On June 1 I received my last chemotherapy.
:sigh of relief:
I think it's only today that it really hit me that I won't have to be going back there for more chemicals to be pumped through my veins (my poor veins!). This past month has been really crazy, with me falling ill several days after going home: my fever spiked at above 38°C, and lasted for a few days, but luckily there were no intestinal problems, which was a major issue the last time I experienced something similar.
I'm lucky in that my GP's office is located in the same neighborhood, just five minutes away, so I was monitored for any symptoms that would require me to be hospitalized again. It took a couple of weeks, but after that I was back on my feet.
I still feel achy all over; even going to the grocery store across the street leaves me tired and sore. I've also gone to work for a few hours last week, so that's also tiring, especially since it takes an hour to get there, and an hour to go back.

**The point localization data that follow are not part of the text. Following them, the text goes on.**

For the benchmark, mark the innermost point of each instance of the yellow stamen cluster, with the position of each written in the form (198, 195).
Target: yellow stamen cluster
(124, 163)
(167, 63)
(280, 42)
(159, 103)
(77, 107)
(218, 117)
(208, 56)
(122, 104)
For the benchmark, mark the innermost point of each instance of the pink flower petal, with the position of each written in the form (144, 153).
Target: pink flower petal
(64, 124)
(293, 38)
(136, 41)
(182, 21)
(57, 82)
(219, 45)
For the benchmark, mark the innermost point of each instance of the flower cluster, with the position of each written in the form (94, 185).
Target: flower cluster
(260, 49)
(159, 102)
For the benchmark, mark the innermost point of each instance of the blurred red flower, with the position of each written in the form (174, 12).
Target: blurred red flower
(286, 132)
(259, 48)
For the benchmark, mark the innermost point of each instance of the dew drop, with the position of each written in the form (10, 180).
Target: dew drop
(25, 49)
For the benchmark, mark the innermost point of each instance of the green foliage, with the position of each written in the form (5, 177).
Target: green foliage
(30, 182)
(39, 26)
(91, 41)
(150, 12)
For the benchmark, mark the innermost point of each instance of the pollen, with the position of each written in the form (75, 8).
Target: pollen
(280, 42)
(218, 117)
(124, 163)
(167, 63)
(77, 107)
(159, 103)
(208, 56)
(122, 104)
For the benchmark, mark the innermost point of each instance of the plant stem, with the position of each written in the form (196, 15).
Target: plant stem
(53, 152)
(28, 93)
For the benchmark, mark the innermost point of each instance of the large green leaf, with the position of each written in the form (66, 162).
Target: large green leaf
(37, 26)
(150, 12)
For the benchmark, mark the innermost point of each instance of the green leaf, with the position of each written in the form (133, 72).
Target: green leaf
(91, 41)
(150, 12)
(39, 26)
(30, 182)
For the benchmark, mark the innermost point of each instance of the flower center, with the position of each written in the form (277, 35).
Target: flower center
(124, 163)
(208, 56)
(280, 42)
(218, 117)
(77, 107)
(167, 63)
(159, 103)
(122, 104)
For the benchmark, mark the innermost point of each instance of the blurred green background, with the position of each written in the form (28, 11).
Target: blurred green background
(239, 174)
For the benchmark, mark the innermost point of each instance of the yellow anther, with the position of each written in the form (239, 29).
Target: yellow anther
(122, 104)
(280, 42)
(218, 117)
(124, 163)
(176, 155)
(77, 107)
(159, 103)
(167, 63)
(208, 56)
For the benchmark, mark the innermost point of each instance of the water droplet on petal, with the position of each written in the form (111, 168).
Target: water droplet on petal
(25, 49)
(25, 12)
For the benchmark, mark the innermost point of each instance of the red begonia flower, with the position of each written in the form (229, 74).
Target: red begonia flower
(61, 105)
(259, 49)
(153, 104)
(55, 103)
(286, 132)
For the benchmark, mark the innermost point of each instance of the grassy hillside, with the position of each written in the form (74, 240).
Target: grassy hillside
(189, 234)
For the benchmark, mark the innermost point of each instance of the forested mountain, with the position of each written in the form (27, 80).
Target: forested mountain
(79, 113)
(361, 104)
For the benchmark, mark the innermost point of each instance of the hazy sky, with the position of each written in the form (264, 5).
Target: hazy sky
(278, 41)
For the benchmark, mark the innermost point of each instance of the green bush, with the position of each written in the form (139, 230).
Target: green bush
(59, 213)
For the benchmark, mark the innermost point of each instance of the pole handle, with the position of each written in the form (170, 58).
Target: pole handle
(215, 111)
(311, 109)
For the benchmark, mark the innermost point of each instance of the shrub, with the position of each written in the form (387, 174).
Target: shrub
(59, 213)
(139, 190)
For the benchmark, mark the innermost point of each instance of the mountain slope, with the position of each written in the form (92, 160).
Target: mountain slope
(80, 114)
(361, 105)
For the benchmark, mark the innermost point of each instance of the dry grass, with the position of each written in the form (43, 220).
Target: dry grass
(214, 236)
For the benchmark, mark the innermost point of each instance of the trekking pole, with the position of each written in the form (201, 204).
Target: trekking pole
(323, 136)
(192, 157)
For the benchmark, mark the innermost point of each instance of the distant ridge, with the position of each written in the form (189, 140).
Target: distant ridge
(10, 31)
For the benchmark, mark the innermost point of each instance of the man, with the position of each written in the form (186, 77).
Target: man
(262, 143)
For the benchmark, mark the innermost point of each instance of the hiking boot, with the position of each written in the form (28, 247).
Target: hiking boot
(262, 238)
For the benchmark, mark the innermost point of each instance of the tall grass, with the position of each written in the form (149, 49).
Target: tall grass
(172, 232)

Next ween on Tuesday will me my first check-up; the results of the MRI, PET CT, the ultrasound and my bloodwork are all OK. The check-ups will be scheduled every three months for the next two years; after that they'll be scheduled for every six months. I've got to drink plenty of water - 2 - 2.5 liters every day minimum, eat a lot of vegetables, go to the mountains, and be more physically active (I was always hungry during the therapy when I wasn't sick and throwing up, so I gained a lot of weight - I thought it would be the opposite).
All that is going to be a problem because of finances: I am on sick leave, which means I get 80% of my pay, and I stopped working at my second job because it was a night shift and after a while I just couldn't keep up any more. Still had to pay back my loan every month, and I have 13 more years before I own my apartment. I will definitely have to find some additional work to help wit the expenses.

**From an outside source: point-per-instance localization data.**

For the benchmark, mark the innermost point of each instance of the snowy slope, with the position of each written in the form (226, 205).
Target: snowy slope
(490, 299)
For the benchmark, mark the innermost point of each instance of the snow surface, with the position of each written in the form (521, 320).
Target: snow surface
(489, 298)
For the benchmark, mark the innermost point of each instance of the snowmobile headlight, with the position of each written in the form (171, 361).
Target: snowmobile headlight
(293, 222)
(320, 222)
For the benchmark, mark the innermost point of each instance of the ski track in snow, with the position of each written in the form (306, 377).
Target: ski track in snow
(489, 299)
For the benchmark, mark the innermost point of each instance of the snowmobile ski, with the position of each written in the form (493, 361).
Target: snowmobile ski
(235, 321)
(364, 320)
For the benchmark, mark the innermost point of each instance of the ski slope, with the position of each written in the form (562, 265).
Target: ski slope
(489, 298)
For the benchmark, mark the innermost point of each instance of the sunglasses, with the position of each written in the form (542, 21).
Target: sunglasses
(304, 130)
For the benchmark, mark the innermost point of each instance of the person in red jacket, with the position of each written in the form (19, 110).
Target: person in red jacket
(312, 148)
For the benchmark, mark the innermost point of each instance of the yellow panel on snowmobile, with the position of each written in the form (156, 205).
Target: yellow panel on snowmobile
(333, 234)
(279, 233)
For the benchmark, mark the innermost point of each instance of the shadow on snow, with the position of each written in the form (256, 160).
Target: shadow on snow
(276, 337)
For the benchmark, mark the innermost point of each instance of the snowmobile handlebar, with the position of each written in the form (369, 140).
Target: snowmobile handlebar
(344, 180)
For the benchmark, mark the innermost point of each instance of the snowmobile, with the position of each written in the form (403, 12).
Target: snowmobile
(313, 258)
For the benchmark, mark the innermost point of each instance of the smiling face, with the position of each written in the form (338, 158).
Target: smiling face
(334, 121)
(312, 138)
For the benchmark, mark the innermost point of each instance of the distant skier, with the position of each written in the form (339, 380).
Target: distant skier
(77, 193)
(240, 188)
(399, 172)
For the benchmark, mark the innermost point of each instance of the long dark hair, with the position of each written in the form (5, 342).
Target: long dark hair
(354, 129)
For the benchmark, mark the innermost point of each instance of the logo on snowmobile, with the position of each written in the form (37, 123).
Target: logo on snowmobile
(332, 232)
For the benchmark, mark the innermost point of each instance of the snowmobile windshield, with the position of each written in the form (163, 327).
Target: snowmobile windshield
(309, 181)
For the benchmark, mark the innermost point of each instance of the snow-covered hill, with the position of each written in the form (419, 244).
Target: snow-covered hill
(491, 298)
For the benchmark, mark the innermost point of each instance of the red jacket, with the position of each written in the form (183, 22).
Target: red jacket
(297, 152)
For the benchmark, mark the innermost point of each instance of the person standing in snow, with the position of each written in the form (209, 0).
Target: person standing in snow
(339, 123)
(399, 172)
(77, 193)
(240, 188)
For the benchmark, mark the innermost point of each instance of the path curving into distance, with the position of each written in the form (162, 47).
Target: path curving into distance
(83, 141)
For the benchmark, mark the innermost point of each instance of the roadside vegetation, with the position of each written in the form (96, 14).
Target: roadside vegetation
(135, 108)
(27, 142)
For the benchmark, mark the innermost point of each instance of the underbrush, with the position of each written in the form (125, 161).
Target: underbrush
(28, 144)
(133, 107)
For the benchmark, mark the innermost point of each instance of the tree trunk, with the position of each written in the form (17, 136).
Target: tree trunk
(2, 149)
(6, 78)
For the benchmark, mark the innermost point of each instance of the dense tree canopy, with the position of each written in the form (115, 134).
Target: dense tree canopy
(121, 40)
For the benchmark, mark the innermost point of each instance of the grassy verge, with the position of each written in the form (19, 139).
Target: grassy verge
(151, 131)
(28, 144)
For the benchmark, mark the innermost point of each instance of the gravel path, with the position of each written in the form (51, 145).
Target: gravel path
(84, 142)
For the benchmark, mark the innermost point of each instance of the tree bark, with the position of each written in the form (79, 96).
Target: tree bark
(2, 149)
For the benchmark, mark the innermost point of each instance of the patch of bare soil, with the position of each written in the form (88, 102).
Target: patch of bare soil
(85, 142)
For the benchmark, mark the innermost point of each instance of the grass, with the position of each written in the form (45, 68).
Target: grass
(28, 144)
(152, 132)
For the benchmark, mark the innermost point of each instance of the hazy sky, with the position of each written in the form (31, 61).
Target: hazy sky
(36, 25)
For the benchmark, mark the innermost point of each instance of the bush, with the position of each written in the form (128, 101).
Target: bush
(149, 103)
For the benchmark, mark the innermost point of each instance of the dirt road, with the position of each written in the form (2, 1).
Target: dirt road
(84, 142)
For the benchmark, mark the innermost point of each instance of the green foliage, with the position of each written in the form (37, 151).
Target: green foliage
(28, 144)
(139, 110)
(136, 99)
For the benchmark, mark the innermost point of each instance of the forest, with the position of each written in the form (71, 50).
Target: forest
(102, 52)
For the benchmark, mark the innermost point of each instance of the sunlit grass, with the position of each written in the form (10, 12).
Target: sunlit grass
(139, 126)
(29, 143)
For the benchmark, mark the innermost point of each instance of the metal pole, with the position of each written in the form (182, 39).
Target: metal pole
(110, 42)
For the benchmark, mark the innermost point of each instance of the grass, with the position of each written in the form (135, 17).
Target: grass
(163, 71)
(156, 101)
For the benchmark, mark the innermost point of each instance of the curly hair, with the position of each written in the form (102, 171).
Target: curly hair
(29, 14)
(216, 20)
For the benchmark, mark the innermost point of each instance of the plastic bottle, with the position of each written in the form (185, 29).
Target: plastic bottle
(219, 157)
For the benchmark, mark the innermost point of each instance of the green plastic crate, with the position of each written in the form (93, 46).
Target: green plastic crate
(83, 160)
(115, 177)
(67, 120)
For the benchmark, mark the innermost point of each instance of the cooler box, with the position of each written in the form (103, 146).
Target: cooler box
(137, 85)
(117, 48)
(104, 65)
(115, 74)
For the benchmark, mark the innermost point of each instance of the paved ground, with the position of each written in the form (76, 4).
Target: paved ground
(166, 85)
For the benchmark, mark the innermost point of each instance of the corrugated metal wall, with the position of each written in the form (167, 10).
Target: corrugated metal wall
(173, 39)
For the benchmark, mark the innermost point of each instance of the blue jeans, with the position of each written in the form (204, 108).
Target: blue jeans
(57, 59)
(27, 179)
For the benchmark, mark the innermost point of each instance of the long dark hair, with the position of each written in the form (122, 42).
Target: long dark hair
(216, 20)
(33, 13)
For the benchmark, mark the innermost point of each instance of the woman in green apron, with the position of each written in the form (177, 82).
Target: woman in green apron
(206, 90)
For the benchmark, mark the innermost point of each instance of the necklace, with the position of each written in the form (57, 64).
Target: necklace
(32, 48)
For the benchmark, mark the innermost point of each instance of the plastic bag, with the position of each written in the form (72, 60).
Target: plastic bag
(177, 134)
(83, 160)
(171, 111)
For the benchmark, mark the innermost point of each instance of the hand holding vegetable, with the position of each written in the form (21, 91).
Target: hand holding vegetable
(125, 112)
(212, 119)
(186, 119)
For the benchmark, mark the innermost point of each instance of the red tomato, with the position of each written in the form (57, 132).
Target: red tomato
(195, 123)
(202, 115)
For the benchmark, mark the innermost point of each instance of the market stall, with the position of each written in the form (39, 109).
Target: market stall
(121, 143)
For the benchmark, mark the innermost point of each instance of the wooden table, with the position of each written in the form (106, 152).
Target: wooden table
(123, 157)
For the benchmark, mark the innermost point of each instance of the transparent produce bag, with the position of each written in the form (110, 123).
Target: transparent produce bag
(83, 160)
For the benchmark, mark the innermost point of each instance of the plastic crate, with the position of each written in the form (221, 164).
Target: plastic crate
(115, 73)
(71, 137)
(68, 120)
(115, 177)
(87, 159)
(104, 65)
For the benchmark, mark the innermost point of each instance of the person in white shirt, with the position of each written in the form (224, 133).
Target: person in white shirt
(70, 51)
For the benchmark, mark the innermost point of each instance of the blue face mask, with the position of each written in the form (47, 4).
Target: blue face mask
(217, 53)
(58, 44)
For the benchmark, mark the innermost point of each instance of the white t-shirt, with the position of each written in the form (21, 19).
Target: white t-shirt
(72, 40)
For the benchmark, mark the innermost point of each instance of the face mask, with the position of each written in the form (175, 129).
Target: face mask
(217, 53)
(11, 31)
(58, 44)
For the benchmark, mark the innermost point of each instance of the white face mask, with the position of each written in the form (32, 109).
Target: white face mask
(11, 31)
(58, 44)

I also restarted working on my postgraduate thesis - I tried to keep up during the therapy, but I couldn't keep up. I'd often start reading a page, and would have to go back several times because I couldn't follow what was being said. Luckily I had spoken with my mentor and she said I should concentrate on getting my health back together and that we'll talk again after I was finished with my therapy.
We met on Thursday, and spoke at length about what I need to do and what to focus on; I still feel like this is a huge project, especially since my BA was in another field and I had to catch up a lot to be able to do this (it still feels like there are huge gaps in my knowledge that I have to fill). But at least things are clearer, and seem a little more manageable. I have to send in the first draft of the first part of the thesis on July 20, so I hope the deadline will help me focus.